Other women held babies in their arms or pushed strollers, while teenage girls held banners reading “My mum taught me to fight.”
The overall aim of the march was to protest violence against women, in a country of 42 million which logged 292 murders of women in 2017 — a number that places Argentina at the lower end of the scale when it comes to “femicide” compared to other Latin American countries.
But this year, it also gained strength as a show of support for a bill to legalize abortion in the first 14 weeks of pregnancy. Terminations are currently only permitted in cases of rape or if a woman’s health is in danger.
Argentina became a regional leader in combating violence against women when the “Not one more” movement enjoyed a surge of support in 2015. Since then, activism has spread across the country.
In Mexico, where an average of 7.5 women are killed every day, thousands of protesters were expected to march later Thursday to the iconic Angel statue in the center of the capital.
“It’s difficult to talk about it,” said Paula, a mother of five, recounting a decade of physical abuse at the hands of her former partner. “I have been through all the legal proceedings.”
“I went to the police when he hit my daughter, who was nine at the time and who is his daughter too. But lawsuits need to be paid for. I have five kids with him, two of them have disabilities,” said the activist, a slight woman who speaks in a slow, deliberate manner.

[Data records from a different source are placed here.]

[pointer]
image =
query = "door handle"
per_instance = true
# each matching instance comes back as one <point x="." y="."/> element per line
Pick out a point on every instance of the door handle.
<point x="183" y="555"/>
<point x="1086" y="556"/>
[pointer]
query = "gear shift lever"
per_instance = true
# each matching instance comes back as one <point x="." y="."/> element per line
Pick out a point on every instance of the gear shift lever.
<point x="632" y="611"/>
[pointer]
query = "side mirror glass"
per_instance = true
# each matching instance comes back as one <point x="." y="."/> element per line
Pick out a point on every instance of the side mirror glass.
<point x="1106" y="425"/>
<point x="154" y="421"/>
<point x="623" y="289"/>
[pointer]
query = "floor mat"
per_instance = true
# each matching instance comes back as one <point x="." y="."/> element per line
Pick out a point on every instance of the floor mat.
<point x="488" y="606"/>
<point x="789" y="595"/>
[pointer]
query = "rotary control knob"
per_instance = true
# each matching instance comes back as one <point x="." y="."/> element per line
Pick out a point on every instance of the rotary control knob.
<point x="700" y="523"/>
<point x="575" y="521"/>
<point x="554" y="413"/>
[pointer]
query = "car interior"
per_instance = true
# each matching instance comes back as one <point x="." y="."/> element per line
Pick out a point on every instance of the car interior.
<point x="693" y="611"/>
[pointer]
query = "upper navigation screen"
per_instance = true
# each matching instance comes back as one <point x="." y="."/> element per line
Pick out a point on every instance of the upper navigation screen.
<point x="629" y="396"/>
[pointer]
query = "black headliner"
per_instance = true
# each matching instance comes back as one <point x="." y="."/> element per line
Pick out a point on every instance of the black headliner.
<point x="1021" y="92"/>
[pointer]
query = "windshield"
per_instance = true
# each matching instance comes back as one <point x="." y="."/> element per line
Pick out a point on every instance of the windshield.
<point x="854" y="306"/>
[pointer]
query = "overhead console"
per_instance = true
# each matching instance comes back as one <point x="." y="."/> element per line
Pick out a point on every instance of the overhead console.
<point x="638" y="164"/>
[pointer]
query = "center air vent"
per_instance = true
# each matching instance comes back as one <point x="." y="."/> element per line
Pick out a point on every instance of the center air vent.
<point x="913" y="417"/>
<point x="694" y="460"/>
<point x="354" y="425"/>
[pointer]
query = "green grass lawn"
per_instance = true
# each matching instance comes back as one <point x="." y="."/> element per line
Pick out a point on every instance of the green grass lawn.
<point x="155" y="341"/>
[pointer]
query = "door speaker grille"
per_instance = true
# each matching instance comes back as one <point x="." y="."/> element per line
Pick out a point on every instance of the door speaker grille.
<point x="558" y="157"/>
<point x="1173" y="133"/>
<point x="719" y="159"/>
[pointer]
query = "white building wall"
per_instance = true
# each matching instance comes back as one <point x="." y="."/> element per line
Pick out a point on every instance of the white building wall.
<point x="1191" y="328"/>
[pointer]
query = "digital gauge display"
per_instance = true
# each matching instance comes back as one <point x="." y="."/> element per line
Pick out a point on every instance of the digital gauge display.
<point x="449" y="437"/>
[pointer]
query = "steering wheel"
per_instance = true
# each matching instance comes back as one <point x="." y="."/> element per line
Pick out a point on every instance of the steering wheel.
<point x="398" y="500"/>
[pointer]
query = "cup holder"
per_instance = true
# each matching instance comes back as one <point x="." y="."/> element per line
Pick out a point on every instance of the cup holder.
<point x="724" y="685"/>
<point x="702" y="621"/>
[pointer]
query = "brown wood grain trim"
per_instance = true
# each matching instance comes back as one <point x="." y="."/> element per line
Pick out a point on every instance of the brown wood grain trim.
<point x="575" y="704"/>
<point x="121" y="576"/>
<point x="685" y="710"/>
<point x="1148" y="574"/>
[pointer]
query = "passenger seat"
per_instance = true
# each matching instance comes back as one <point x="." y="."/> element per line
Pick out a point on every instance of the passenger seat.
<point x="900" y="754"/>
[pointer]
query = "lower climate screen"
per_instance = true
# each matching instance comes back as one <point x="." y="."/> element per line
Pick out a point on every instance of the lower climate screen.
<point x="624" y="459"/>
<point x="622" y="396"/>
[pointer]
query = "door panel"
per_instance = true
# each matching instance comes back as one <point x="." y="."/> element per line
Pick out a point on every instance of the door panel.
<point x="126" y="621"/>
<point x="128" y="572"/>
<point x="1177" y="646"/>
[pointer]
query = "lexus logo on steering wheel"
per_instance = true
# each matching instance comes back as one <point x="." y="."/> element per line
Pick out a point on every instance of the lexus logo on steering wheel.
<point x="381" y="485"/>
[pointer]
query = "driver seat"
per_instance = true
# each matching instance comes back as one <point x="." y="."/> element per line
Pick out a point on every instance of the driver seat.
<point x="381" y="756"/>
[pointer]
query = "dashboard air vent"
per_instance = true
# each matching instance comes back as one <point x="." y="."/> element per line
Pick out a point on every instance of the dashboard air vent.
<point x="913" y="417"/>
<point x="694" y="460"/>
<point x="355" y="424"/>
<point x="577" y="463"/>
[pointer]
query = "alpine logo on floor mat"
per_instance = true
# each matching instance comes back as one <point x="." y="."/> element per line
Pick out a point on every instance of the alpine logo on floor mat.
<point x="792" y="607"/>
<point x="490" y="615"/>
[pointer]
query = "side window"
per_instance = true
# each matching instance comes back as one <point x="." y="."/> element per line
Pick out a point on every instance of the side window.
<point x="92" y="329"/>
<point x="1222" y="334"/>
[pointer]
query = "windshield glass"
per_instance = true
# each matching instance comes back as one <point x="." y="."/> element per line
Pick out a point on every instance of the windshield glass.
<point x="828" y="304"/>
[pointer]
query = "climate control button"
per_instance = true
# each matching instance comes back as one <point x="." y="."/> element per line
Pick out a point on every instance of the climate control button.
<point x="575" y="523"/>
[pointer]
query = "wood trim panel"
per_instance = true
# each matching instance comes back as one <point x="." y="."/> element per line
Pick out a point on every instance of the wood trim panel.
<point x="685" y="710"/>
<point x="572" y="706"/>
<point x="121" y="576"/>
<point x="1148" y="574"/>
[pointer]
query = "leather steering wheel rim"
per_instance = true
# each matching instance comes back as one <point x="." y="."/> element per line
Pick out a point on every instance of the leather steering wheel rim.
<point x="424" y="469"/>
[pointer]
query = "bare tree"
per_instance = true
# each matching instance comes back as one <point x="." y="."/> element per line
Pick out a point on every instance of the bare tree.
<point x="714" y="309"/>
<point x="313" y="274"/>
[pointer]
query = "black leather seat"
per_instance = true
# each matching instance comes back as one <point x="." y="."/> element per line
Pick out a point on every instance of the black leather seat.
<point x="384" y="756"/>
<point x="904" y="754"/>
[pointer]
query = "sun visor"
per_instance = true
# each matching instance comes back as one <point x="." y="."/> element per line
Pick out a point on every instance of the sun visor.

“He was the first man who hit me, and the last,” said Paula firmly. “He is now in prison, and the trial begins in June.”
There were also some men in the march, though not many. One of them, Gustavo Melmann, was the father of Natalia, whose murder in 2001 was one of the first femicides to really shock the country. He insisted that “this deliberate slaughter must end.”
Three other men marched in what they called “masks of shame for what the patriarchy has done.”
The decriminalization of abortion was another rallying cry for a march that took place in El Salvador, which has some of the harshest punishments for abortion in the world.
At the front of the march was Teodora Vasquez, who in February was released after almost 11 years in jail for aggravated murder, following a stillbirth. She denied the charges against her.
“Abortion must be decriminalized because many women facing medical obstetric emergencies are accused of crimes and put in jail where they languish unjustly,” said Vasquez.
In Honduras, feminist groups demanded justice for environmental activist Berta Caceres, who was murdered two years ago in her home after years of death threats.
Nine people have been detained in that murder investigation, including Roberto Castillo, a former military intelligence officer who had graduated from the US military academy at West Point, and who was detained as he tried to leave the country last week.
Castillo, who is charged with being the “intellectual author” of the murder, was the president of an energy company building a dam that Caceres was lobbying against.